Students outraged as their voice is silenced

The Auckland University Students’ Association Executive moved a motion condemning moves by the University of Auckland last week to exclude students from the annual Fee setting process.

In an internal memorandum sent from the Chancellor and Vice-Chancellor to other members of Council it was recommended that the meeting be held “in a venue that can be adequately locked down and does not require us to relocate Council members and staff following a breach of security”. This is part of the annual fee setting process where The Council decide domestic and international fees for 2014.

“Rising fees is something students are significantly concerned about. Students are concerned that over the last four years the cumulative rise in their tuition fees equates to 21.6% increase. They are also concerned about the impact that increased debt can have on their life chances after studying. They are so motivated that their last resort may be to break into the room and disrupt the meeting.

“Families, mortgages, travel, saving for superannuation are all real costs students are faced with while staring down the barrel of a reduced capacity to save. Students are concerned about the impact of debt, not just the particular fee hike itself,” says Haines.

Mr Haines says that there was a robust discussion at the NZUSA Congress last year on the issue of whether there is such a thing as a reasonable fee increase. “As a bottom line, students reached a consensus that fees can only be considered to be fair and reasonable if they don’t impact on access or equal opportunity”.

Students understand that costs are increasing and money to cover costs needs to come from somewhere. But the government has shown an overwhelming hands-off approach when it comes to investing into tertiary education. Their focus should be investing into the country’s future and not putting an extra burden on the already thin pockets of students.

“The Council governing the University of Auckland should be able to look at the students whose lives they are affecting square in the face. If they are disconnected from the futures of those they are impacting, they are likely to make bad decisions. Student presence at the fee setting process is an integral part of being accountable. There should be nothing about students, without students”, says Haines.

“I understand the Council is concerned about safety, given what happened last year.
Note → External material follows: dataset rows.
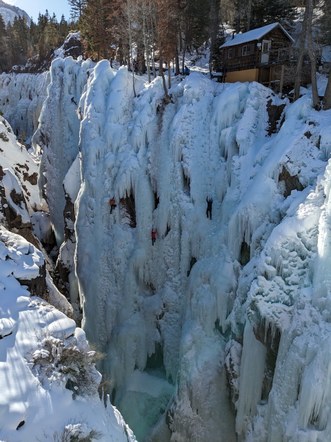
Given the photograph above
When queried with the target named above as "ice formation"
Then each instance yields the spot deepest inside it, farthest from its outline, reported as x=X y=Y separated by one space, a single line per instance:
x=213 y=327
x=48 y=380
x=21 y=100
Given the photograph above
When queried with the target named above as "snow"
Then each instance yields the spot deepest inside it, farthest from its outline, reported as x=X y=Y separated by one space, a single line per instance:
x=254 y=34
x=21 y=100
x=27 y=393
x=221 y=326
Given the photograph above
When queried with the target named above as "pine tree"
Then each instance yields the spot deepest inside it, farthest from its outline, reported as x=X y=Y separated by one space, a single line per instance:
x=76 y=8
x=3 y=45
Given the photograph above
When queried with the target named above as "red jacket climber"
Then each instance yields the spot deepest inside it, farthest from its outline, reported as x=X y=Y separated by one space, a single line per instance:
x=112 y=204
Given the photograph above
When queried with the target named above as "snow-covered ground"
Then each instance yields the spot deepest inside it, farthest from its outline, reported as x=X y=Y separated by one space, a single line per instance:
x=21 y=100
x=216 y=326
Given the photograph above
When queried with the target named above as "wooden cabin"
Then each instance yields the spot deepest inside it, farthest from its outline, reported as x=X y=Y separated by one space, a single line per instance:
x=264 y=54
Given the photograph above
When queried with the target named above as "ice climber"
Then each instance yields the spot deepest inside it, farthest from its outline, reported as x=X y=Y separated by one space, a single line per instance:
x=112 y=204
x=153 y=235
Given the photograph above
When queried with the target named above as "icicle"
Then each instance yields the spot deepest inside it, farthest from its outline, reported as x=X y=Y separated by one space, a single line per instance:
x=251 y=378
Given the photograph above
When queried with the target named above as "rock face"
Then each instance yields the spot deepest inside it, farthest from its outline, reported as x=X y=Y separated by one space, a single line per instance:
x=212 y=322
x=21 y=100
x=10 y=12
x=48 y=379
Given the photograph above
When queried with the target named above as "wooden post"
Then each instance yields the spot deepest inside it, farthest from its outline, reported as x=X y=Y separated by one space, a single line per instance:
x=281 y=84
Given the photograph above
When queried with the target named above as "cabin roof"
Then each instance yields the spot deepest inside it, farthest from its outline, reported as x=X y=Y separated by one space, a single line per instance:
x=254 y=34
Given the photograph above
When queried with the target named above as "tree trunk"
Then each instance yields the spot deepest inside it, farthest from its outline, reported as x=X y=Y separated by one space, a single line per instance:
x=302 y=50
x=163 y=80
x=312 y=56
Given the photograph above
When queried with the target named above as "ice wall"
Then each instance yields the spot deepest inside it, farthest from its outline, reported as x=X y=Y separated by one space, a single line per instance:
x=58 y=133
x=209 y=326
x=21 y=100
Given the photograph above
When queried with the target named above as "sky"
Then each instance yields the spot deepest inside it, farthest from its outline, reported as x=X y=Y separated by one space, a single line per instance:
x=33 y=7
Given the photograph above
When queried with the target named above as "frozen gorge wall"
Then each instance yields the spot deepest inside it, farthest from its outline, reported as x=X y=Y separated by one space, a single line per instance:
x=21 y=100
x=222 y=326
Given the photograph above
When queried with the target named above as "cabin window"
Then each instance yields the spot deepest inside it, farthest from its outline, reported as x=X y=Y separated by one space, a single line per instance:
x=247 y=50
x=266 y=46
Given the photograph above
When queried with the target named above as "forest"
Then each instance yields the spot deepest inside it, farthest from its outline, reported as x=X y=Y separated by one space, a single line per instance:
x=143 y=33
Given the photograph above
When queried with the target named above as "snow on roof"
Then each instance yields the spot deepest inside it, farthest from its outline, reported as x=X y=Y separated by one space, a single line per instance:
x=254 y=34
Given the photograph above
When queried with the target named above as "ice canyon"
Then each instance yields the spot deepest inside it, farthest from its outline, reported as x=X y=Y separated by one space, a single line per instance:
x=217 y=328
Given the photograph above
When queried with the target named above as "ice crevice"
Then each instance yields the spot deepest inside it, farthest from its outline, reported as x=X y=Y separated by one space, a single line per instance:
x=210 y=324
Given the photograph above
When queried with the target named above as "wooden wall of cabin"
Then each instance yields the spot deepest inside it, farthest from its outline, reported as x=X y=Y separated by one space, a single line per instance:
x=237 y=61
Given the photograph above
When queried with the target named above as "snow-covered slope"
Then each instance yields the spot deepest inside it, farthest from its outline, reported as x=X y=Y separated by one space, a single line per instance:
x=10 y=12
x=215 y=327
x=48 y=380
x=21 y=100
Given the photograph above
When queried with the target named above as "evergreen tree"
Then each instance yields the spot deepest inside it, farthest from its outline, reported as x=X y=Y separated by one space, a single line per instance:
x=76 y=8
x=3 y=45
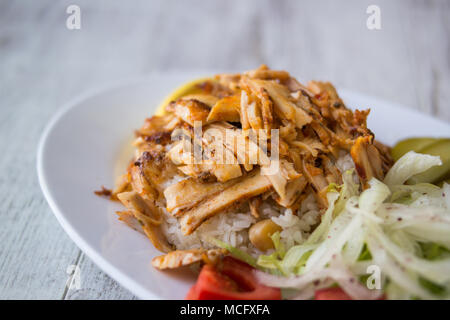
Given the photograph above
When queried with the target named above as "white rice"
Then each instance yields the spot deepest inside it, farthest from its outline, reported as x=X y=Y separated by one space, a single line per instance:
x=232 y=227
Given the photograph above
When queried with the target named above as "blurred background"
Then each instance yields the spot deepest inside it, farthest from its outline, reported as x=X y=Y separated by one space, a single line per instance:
x=402 y=56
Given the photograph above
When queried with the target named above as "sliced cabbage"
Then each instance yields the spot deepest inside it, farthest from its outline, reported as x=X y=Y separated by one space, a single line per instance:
x=404 y=230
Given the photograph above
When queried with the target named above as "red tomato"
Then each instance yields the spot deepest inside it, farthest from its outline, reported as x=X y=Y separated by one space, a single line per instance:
x=332 y=294
x=232 y=280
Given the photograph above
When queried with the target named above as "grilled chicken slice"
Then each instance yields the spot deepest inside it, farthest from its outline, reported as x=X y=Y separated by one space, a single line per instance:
x=279 y=173
x=216 y=160
x=284 y=108
x=129 y=218
x=187 y=193
x=254 y=205
x=252 y=185
x=261 y=112
x=207 y=99
x=148 y=215
x=180 y=258
x=263 y=72
x=191 y=111
x=226 y=109
x=294 y=189
x=367 y=160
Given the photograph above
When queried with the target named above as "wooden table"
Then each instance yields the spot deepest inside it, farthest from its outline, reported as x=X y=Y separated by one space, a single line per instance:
x=43 y=64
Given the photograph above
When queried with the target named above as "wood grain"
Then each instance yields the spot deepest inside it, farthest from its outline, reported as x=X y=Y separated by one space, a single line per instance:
x=43 y=64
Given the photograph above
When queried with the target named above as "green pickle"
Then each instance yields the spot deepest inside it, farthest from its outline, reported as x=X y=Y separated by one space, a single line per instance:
x=436 y=174
x=432 y=146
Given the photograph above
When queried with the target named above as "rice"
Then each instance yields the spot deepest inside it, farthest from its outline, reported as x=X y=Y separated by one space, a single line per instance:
x=232 y=226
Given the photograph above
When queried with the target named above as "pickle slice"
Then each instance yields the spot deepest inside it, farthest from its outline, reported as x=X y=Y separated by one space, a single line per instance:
x=439 y=148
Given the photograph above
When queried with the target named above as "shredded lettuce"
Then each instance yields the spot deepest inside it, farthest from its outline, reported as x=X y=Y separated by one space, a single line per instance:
x=404 y=230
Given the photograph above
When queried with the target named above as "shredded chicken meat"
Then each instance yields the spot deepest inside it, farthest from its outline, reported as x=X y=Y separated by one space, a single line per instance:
x=312 y=128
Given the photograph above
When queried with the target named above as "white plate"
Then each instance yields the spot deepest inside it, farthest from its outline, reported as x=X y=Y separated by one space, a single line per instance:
x=86 y=146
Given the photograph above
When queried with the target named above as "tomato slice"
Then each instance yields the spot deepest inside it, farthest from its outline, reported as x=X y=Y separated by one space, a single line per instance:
x=232 y=280
x=332 y=294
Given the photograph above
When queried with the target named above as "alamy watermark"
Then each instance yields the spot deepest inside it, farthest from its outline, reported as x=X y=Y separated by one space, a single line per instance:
x=373 y=21
x=73 y=21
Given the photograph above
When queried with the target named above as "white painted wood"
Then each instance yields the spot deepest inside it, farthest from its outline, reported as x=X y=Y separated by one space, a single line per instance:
x=42 y=65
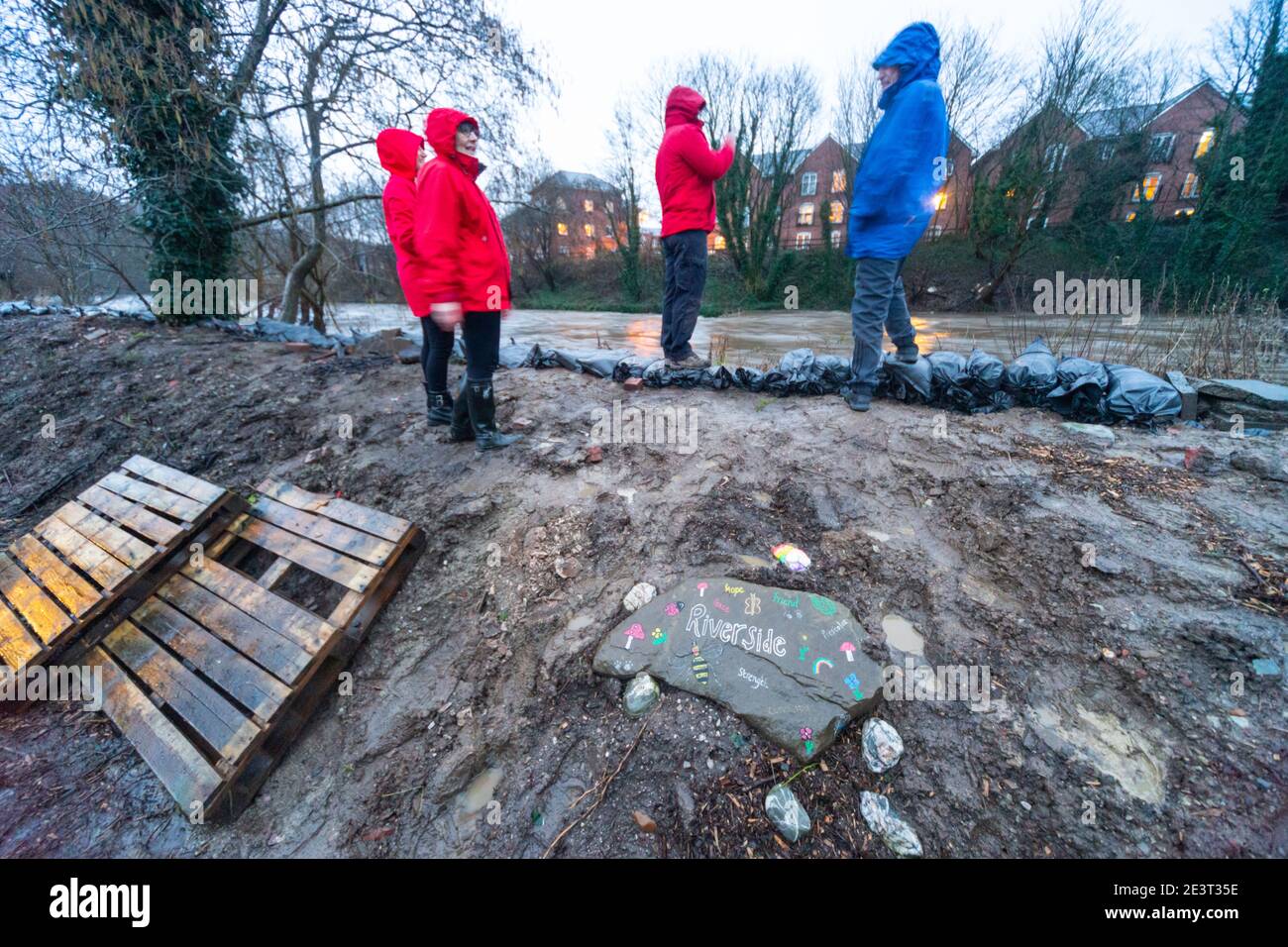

But the Council needs to consider what is lost by ignoring how students feel. Other universities don’t do this, and their engagement with students leads to students feeling listened to. The University of Auckland needs to do that too.”

Fee maxima legislation prohibits domestic fee increases exceeding 4%; invariably this is the amount that fees have been increased by each year. It has become the norm. “We know that the institution is facing cost increases but they can’t keep putting the burden on students to cover that. We call on them to join with us to call on the government to put more money into the sector”.